2度目の涙

2017/09/22

以前母の友達のお見舞いに行ってから何年かたったある日「お見舞い一緒に行く?」
と母は私に聞いてきた。あれからお見舞いに行っても涙は出てない。泣いた事も忘れていた。「誰が入院してるの?」と聞いた。「○○さんよ。」その方は母の友人で私が小学校上がる前に一度電話で文句を言った事があるおばちゃんだ。

保育園から帰るとよくそのおばちゃんから電話がかかって来ては、私と姉を残して母はバスで20分ぐらいかかるその方の家まで出掛けて行った。

そこに行くと何時も夕飯は遅くなった。
保育園のお迎えの前に出掛けて居残りで最後の一人になる時もあった。

その方は一人暮らしなので、母が帰ろうとすると話し掛けてきて、中々帰してもらえないという理由だった。私は一人は寂しのだろうな〜と思って夕飯が遅くなっても我慢した。

だが呼び出しが頻繁に重なったある日、母が
「いくら一人は寂しいからって毎日毎日行くのは疲れるね〜。」と愚痴をこぼした事があった。

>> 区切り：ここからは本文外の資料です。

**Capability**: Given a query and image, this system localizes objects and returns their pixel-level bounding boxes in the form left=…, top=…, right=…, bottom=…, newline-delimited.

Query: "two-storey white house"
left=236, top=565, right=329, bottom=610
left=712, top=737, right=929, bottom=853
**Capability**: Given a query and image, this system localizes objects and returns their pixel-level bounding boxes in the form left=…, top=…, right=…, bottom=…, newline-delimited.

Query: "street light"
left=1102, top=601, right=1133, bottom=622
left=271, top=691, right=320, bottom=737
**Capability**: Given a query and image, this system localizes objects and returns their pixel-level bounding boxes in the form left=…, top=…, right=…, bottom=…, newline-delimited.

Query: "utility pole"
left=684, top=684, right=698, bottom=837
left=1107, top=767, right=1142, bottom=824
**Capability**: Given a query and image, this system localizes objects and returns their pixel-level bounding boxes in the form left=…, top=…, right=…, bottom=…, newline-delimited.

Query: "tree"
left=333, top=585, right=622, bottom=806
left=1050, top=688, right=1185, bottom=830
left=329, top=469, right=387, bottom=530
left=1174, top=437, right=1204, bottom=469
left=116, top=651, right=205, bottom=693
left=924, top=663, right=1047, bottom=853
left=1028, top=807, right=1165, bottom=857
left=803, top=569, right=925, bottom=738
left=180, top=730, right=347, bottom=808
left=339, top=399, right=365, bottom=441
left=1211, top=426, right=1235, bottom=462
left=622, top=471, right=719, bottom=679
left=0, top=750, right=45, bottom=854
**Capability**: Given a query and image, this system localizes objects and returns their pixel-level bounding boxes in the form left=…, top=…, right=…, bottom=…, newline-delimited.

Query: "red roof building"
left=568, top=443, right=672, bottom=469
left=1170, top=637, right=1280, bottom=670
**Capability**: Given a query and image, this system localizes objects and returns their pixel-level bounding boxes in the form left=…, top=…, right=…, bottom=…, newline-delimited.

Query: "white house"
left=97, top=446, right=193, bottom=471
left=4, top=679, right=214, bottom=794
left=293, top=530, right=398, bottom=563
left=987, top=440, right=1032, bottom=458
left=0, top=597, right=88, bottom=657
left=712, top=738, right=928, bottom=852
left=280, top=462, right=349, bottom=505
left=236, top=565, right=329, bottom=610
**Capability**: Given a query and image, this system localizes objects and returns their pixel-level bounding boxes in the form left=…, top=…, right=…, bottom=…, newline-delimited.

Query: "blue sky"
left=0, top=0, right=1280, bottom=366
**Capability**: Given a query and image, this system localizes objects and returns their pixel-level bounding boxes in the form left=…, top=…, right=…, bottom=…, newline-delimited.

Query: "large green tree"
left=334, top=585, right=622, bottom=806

私はテレビでは特撮ヒーローが大好きな正義感の強い女の子その言葉を聞き逃さなかった。

何時もの様にその方からの電話だとわかった私は、母より先に電話に出て、「お母さんを遅くまで取らないでご飯が遅くなるから早く帰して!」
と半ば半泣きで言った。

これには流石のおばちゃんもびっくりした様で、
母が奪う様に受話器を取って謝っていたが、
おばちゃんも「悪かったね〜子供さんに寂しい思いをさせてたね」と謝ってたよ。と母が言っていた。勿論大人に向かってあんな事言ってはダメと叱られたが…

しかし流石に元女社長、おばちゃんの方が一枚上手だった。それからは私も連れてくる様にと母と一緒におばちゃんの家に呼ばれる様になった。これは私にとってはあまり喜ばしい事ではなかった。

ただひたすら話が終わるのをよそのお家でお行儀よく待つ羽目になったからだ。やっぱり大人には敵わないと思うのだった。おばちゃんは私の事がとても気に入った様で行く度に色んなお菓子を用意してくれた。私の話も楽しそうに聞いてくれた。

最初に会った時はタバコを吸いながら口を一文字に結んでは難しい顔で話をするおばちゃんを怖いと思ったが、私の話にハハハッと豪快に笑い、ぶっきらぼうな話し方も照れかくしである事が分かってから全く怖くなくなった。

私は思った事ははっきり言う。幼児にしてはちょっと生意気な子だったがそこも気に入られる要素だった様だ。

私にしてみれば退屈な時間を終わらせたくて逆に嫌われる様にズケズケ言ったつもりなのに何とも全てが思いとは裏腹に事が運び退屈な日々は続いていった。でもおばちゃんの事は嫌いではなかった。

そのおばちゃんが体調を崩して入院しているというのだ。

母と一緒に病室に入るとおばちゃんは後ろ向きでベッドに座っていた。「おばちゃん」と私が声を掛けると此方を振り向きニコッと笑って「いらっしゃい」といつもの言い方で迎えてくれた。おばちゃんの顔を見ると涙が込み上げる。「おばちゃん早く元気になってね」と顔を見て言うのが精一杯で、私はくるっと後ろを向き「ちょっとトイレ行ってくる」
と言って病室を出た。

病室を出るとしゃがみ込んで涙を拭いた。嗚咽がもれそうでその場を離れた。歩いてても涙で前が見えない。又しゃがんで泣いていた。

暫くすると母が側に来た。しゃがんで泣いている私の腕を取り立ち上がらせながら耳元で「ここで泣いていては周りの人がびっくりするから帰ろう」と言って私の腕を引っ張って行く。
私は母の方を見て「おばちゃんは?」「もう帰るって言ってきたから、そんな顔で会いにいけないでしょう」と言われ引っ張られる様に病院を出て行った。その時に母が「あんたにはわかるんかね〜」と小さい声で言った。「何の事?」と私が母に聞いても「何でもない」と言ったきり何も言わなくなった

私はもうおばちゃんには会えないんだ。となんとなくそう思ってもっと悲しくなった。

その後約一ヶ月後におばちゃんは亡くなった。

それからお見舞いに行くのが怖くなった。